The alley smelled of blood and old piss. Kael Thorne spat iron from his mouth and dragged his sword across the cobbles, bootheels slipping on something slick.
"Bastards," he muttered, wiping sweat and rain from his eyes. "Could've waited until I was drunk, at least."
Three corpses sprawled around him, men he'd drunk with only two nights ago, dice-players and card cheats, mercenaries from the Black Vultures company. Now their throats gaped like split pigs, their eyes wide with the same disbelief Kael had felt when the blades first came out.
Brothers-in-arms don't stab each other in the dark. Not unless gold's involved.
"Kael!" a voice snarled from the shadows. More boots scuffed, steel hissed free.
Of course more of them. The Vultures never did anything half-measured.
Kael's grin was quick and vicious. "Good. Thought you were all cowards."

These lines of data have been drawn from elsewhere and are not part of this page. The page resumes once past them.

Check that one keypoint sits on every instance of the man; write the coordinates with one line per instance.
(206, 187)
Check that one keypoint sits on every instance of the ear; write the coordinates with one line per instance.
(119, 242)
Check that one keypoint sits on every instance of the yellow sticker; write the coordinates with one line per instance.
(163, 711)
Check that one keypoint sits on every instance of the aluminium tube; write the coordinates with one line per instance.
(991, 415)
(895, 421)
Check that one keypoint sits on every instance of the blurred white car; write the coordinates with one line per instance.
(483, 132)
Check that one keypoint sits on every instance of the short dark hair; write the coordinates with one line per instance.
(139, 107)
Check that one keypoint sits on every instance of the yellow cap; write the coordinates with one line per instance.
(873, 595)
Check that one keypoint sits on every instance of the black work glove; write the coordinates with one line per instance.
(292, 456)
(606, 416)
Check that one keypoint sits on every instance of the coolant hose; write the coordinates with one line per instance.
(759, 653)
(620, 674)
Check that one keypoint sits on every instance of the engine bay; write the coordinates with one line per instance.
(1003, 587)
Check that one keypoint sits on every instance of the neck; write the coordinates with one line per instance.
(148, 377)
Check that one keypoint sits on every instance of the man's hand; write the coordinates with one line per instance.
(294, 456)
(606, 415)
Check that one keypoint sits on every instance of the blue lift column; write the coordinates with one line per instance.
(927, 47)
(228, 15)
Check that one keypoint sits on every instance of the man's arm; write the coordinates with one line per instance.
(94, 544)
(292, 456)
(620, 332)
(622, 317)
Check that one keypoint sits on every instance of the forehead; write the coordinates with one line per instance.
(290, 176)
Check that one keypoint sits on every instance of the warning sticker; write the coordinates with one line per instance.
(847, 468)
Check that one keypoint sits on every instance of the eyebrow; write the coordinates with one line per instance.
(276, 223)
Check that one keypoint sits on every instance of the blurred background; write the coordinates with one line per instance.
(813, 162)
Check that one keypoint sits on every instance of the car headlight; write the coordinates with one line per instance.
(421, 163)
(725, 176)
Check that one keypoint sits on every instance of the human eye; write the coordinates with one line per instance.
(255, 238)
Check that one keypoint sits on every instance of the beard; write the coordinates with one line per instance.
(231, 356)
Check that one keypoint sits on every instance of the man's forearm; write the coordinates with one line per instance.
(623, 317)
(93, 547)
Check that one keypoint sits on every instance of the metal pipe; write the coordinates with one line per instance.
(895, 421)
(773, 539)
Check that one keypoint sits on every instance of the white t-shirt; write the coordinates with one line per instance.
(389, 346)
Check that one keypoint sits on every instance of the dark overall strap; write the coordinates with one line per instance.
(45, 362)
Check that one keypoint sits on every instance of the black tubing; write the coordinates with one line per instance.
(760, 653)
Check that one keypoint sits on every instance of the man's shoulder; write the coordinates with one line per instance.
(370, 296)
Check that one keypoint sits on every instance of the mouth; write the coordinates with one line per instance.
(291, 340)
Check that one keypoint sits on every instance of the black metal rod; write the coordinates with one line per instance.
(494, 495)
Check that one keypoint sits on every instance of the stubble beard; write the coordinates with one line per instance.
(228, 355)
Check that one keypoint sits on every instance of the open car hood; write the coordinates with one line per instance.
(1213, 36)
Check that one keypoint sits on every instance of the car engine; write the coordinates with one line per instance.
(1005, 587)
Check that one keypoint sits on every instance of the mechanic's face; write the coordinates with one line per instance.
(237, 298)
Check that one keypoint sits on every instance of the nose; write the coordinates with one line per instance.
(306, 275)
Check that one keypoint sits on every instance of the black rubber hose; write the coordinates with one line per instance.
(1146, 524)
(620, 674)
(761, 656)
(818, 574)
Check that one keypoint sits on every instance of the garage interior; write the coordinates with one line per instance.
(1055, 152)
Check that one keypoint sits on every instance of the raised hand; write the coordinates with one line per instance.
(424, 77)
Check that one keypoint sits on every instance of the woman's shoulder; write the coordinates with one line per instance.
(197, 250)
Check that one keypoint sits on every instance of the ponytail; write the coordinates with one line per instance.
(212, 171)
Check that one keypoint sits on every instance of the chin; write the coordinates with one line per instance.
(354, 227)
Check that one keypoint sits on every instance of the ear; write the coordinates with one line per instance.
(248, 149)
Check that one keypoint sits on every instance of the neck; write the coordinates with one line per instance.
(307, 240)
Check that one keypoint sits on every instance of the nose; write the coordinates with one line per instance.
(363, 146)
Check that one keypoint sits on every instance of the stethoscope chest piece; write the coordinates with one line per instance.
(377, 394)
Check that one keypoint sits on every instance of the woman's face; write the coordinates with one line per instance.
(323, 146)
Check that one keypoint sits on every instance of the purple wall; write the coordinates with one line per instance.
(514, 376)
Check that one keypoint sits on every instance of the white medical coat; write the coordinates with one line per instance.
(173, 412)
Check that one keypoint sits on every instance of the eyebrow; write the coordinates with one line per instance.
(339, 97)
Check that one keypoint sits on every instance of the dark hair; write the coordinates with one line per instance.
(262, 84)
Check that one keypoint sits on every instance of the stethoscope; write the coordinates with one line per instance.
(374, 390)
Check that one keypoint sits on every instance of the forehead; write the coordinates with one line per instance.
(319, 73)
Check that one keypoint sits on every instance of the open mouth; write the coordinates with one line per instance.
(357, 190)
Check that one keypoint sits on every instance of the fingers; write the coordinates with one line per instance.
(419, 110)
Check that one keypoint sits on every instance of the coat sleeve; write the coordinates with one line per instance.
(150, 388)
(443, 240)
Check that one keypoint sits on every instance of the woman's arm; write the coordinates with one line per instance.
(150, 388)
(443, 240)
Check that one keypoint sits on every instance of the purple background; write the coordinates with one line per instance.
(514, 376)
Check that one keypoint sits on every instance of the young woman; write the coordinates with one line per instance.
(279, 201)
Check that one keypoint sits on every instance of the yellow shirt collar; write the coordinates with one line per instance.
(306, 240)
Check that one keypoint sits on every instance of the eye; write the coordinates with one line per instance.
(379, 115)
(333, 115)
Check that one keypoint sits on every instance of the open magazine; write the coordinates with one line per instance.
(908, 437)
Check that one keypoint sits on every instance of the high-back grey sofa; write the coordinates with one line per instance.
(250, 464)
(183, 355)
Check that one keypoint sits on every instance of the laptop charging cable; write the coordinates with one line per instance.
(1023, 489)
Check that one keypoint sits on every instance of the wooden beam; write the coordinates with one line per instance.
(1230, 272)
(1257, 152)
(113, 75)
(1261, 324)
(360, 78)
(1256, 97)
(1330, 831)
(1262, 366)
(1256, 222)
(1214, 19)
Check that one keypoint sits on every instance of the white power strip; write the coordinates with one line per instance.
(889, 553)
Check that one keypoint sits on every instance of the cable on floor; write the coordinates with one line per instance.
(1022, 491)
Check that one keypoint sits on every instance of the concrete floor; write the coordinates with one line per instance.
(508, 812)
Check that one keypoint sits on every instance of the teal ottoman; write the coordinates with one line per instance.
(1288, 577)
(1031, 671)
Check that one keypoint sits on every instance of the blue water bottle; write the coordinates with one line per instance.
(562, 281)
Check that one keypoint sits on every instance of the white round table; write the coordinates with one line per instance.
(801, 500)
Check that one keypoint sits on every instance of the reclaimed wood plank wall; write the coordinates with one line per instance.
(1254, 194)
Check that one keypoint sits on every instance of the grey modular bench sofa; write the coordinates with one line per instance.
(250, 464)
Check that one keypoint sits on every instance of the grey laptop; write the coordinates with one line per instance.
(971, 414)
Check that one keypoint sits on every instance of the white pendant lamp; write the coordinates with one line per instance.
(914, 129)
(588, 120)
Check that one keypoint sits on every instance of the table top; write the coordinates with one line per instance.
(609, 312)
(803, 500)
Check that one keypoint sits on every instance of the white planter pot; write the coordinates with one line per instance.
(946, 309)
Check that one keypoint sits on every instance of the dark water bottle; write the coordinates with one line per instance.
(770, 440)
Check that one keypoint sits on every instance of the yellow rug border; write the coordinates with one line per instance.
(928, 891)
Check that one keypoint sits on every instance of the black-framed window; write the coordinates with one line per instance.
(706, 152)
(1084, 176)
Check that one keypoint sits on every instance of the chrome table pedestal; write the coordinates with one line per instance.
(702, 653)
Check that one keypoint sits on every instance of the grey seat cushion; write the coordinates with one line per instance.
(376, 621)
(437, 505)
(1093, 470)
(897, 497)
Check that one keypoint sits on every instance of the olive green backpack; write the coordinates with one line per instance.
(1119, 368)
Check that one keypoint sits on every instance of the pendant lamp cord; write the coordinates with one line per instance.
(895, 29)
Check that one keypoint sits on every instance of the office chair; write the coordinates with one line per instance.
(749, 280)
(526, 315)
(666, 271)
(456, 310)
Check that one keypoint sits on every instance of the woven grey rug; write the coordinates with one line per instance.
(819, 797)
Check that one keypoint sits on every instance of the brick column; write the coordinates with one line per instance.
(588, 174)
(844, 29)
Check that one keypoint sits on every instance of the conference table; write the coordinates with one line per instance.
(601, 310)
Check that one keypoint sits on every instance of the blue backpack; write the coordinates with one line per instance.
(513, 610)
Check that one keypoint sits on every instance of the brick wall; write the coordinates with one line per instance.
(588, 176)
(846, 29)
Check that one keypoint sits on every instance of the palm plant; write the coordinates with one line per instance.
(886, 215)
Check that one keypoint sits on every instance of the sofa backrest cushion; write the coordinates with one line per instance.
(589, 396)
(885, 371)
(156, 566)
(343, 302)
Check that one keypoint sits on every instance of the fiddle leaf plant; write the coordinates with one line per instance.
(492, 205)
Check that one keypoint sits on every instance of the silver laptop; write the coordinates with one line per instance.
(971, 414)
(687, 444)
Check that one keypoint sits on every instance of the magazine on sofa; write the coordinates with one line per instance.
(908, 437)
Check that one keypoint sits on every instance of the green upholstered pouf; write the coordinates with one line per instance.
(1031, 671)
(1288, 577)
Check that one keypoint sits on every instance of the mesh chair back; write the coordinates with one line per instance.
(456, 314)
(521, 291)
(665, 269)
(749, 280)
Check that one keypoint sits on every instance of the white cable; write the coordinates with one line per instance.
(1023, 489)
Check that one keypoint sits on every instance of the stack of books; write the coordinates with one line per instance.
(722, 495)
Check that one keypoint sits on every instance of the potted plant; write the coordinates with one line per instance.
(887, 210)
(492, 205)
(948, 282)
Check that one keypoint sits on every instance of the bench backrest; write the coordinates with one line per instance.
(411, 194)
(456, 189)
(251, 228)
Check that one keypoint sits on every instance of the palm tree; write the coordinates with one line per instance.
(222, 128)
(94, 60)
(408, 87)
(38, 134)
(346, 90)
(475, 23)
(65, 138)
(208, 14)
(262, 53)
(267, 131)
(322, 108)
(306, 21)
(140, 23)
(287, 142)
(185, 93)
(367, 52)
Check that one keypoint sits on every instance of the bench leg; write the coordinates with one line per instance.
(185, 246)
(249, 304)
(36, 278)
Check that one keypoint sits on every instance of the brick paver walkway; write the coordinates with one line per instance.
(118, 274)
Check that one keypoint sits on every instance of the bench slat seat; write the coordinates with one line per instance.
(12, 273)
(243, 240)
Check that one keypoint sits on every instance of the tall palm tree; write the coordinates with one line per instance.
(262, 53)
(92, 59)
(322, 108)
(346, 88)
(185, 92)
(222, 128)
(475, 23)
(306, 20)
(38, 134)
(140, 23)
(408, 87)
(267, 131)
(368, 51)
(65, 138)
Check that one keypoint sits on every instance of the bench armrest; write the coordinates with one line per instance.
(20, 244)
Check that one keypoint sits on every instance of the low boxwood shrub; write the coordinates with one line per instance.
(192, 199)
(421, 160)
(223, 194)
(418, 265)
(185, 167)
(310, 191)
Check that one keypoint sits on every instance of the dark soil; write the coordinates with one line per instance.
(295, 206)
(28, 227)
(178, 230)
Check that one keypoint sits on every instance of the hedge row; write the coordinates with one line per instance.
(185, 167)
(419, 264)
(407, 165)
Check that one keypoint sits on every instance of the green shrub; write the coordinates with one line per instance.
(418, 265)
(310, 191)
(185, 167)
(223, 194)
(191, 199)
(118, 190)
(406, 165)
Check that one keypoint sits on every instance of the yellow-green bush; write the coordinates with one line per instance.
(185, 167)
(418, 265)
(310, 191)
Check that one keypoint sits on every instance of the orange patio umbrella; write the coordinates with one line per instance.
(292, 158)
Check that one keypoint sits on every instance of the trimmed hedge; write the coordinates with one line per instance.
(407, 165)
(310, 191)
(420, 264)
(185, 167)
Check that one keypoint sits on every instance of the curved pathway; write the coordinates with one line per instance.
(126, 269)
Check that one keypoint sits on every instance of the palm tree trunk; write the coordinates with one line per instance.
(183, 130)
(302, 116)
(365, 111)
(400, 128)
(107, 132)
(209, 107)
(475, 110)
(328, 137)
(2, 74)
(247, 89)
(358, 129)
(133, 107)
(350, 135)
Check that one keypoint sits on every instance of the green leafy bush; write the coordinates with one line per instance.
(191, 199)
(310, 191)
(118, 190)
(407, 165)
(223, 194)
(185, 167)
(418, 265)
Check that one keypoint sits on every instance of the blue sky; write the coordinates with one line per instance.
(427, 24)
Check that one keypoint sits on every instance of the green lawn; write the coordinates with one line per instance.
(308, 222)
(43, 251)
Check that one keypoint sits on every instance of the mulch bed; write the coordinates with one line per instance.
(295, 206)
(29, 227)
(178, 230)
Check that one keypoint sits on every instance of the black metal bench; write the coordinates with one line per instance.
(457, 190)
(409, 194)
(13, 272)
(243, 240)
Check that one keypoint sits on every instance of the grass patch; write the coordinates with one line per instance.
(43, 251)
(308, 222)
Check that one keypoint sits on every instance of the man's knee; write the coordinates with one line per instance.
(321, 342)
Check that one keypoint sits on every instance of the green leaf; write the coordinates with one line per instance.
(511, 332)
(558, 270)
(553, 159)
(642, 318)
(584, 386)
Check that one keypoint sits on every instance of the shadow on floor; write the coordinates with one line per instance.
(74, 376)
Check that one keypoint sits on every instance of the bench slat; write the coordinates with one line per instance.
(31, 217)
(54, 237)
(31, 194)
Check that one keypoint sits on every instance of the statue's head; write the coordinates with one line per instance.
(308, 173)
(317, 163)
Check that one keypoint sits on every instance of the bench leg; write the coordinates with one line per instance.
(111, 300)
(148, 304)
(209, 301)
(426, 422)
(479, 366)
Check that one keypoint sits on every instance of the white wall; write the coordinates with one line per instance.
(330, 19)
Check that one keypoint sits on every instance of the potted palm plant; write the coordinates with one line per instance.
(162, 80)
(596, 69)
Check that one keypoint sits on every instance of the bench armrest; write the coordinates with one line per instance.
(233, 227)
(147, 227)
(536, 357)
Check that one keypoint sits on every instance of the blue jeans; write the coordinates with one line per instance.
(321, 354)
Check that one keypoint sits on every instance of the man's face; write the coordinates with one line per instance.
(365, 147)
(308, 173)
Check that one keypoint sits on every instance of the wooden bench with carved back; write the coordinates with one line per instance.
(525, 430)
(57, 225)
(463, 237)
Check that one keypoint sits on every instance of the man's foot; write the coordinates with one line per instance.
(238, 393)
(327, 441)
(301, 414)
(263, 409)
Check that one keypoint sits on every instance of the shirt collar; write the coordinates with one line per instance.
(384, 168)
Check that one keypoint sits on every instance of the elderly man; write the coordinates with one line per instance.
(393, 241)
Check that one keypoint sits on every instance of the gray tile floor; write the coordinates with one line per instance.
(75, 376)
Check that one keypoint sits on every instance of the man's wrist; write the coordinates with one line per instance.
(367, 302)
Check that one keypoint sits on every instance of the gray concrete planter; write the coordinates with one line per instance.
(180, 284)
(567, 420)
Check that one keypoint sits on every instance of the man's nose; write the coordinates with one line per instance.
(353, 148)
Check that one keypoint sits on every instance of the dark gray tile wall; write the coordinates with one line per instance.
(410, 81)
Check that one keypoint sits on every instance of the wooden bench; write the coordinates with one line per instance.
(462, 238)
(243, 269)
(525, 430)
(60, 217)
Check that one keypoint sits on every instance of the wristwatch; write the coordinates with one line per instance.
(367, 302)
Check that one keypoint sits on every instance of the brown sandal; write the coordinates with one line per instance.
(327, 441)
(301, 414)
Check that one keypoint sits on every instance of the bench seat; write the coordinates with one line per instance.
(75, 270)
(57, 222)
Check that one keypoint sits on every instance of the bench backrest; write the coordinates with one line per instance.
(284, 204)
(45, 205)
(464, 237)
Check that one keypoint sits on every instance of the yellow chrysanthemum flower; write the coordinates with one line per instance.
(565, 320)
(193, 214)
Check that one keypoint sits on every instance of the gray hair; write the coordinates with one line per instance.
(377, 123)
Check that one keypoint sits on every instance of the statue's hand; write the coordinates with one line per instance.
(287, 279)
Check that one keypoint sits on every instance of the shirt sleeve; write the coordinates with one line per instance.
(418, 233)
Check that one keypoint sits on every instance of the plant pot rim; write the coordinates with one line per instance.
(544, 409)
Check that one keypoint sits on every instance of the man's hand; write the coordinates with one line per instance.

A shape lunged at him, blade flashing. Kael twisted, let the sword scrape sparks off the stone wall, and drove his elbow into the attacker's jaw. Teeth cracked. He finished the job with a stab up through the gut, then shoved the body aside.
Another came at him from behind — Kael ducked, spun, and slashed low, hamstringing the man before driving steel through his back. The scream echoed between the close stone walls, thin and desperate.
The fight should've ended quick. It didn't. They kept coming.
By the time Kael staggered out into the lamplight at the end of the alley, seven Vultures lay cooling behind him. His shirt clung with sweat and blood — not all of it theirs. A slice ran deep across his ribs, burning every time he breathed. His swordarm trembled.
And standing in the lamplight, blocking the street, was Darric Varne.
Darric, captain of the Black Vultures. Darric, the man who'd recruited Kael with promises of gold and brotherhood. Darric, the one who'd shared Kael's bread in camps and whores in taverns.
And now, Darric with a blade in hand and murder in his eyes.
"You should've stayed loyal, Kael."
Kael wiped his sword on a dead man's cloak and barked a laugh. "Loyalty? That what this is? You sent pups at me in an alley. Seven of 'em. Didn't even buy me a drink first."
Darric's jaw tightened. "Orders are orders. Coin's coin."
Kael tilted his head. "Whose coin?"
Silence. That was answer enough.
The street was empty, rain whispering against broken cobbles, lamps flickering like they feared to watch. The whole damned city of Korrath was dying anyway — walls crumbling, thieves ruling the night, and now mercenaries gutting their own for scraps of silver.
Kael rolled his shoulders, ignoring the way blood stuck his shirt to his skin. "Well. If it's coin that bought my head, I hope it was a fat purse. Because you'll have to earn it."
Darric's mouth curled in something like regret. Then he lunged.
The clash rang out hard and fast. Darric was stronger, heavier, his strikes meant to crush. Kael fought quicker, darting and twisting, sword scraping sparks, boots skidding on wet stone. Pain gnawed at his side, but he gritted his teeth and kept moving.
"You could've led men," Darric snarled between blows. "You could've had rank. Command!"
"Command what? Idiots like you?" Kael spat blood at his boots. "Pass."
Their blades locked, steel grinding against steel, faces inches apart. Rain dripped from Darric's scarred brow. Kael smelled wine on his breath.
"You're already dead," Darric growled.
"Then let's see if the grave has room for two."
Kael shoved, broke the lock, ducked under a killing swing, and rammed his sword up through Darric's chest. The captain's eyes widened. His mouth worked soundlessly as blood bubbled over his lips.
Kael twisted the blade, yanked it free, and let the man collapse into the gutter.
For a long moment he just stood there, panting, blood dripping from sword and body alike. The rain washed red streams along the cobbles, carrying his captain away piece by piece.
The Black Vultures were finished for him. No company. No coin. No brothers left alive who wouldn't gladly slit his throat on sight.
Kael sheathed his sword and lit a stolen pipe with shaking hands. The smoke tasted bitter, but it steadied him.
"Should've known better," he muttered into the dark. "Should've known the day you call someone 'friend,' you're already planning which knife you'll use in their back."
The wind shifted. Somewhere to the east, thunder rolled.
Kael looked up at the storm clouds gathering over the mountains, black and swollen like the world itself was rotting.
Something was coming.
He didn't know what. Didn't care yet.
For now, he was alive. And that was enough.